The concept of reality (in the sense of independence from the cognizing
consciousness) does not belong within (rational) science, but within
metaphysics. This is now to be demonstrated. For this purpose, we
investigate whether this concept can be constructed, i.e., whether it can
be expressed through objects of the most important types which we have
already considered, namely, the autopsychological, the physical, the
heteropsychological, and the cultural. At first sight, it might appear as
though this were possible. An object which I have recognized, that is, an
object which has been constructed on the basis of my experience, will have
to be called "independent of my consciousness" if its constitution does not
depend upon my will, i.e., if an act of volition which aims at a change of
the object does not result in such a change. But this does not agree with
the concept of reality as it is meant by realism and idealism (the former
ascribing it to, and the latter denying it of, physical bodies). For,
according to the definition which we have just attempted, a physical body
which I hold in my hand should not be called real, since (even in the
opinion of the realists) it changes if I carry out an appropriate act of
will; this would then be contradictory to the realistic position. On the
other hand, this definition requires that any physical thing which lies
outside of our technological reach, for example, a crater in the moon,
should be acknowledged as real, since (even in the opinion of idealism) it
does not change if I carry out an appropriate act of will; this then would
be contradictory to the position of idealism.

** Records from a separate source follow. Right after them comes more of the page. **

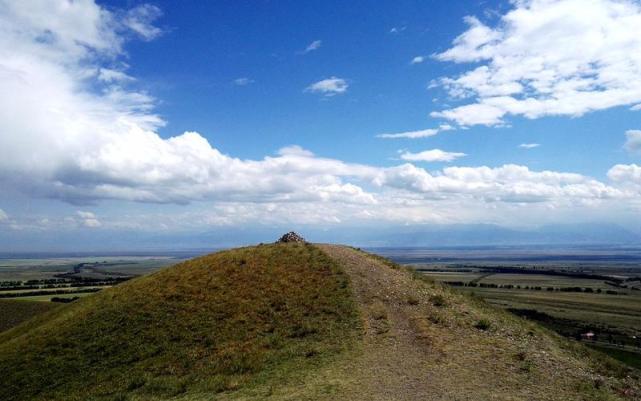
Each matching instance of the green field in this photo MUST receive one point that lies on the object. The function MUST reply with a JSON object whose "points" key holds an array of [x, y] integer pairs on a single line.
{"points": [[614, 319], [14, 312]]}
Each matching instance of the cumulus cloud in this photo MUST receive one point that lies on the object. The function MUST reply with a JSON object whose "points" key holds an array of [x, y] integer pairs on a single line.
{"points": [[243, 81], [426, 133], [633, 141], [88, 219], [69, 134], [328, 87], [315, 45], [433, 155], [140, 20], [544, 57]]}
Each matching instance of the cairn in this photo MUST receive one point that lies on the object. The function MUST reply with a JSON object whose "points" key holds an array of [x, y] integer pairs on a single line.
{"points": [[290, 237]]}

One could try in various other ways to give a definition of reality (in the
sense of independence of my consciousness) in such a way that the concept
becomes constructible. However, one can show in each such case that the
concept which is so defined does not agree with the concept as it is meant
by realism as well as by idealism. It must be noted that this holds, not
only of a constructional system which has the system form represented in
our outline, but for any experiential constructional system, even for a
system which does not proceed from an autopsychological basis, but from the
experiences of all subjects or from the physical. The (second) concept of
reality cannot be constructed in an experiential constructional system;
this characterizes it as a nonrational, metaphysical concept.
...
The definition of the concept of a thing-in-itself goes back to the concept
of reality (in the sense of independence from the cognizing
subject). Thus, in our conception, this concept, too, must be placed
within metaphysics, for metaphysics is the extrascientific domain of
theoretical form."
It appears, then, that Carnap would not, and probably did not, think much
of our notion ontological independence. It's not mentioned to be sure, but
he does say that he couldn't think of anything constructible that would
serve as an adequate definition of reality distinct from empirical
reality. The question for us is whether "ontological dependence", as we
have defined it, is constructible in Carnap's system. I can think of no
reason why it wouldn't be. He has a way of expressing the existence of
physical objects and of other minds (the "heteropsychological"). All that
remains is a touch of de dicto counterfactual syntax and presto,
"ontological dependence" is constructible. And if it is, then according to
section 176, it isn't really what realist and idealist metaphysicians are
talking about or Carnap was a metaphysician after all. Either way, the
result is that Carnap slips within the all-encopassing fold of "modified
realism" and your thesis contracts to a portrait of the remaining and
unique anti-modified-realist, Protagoras.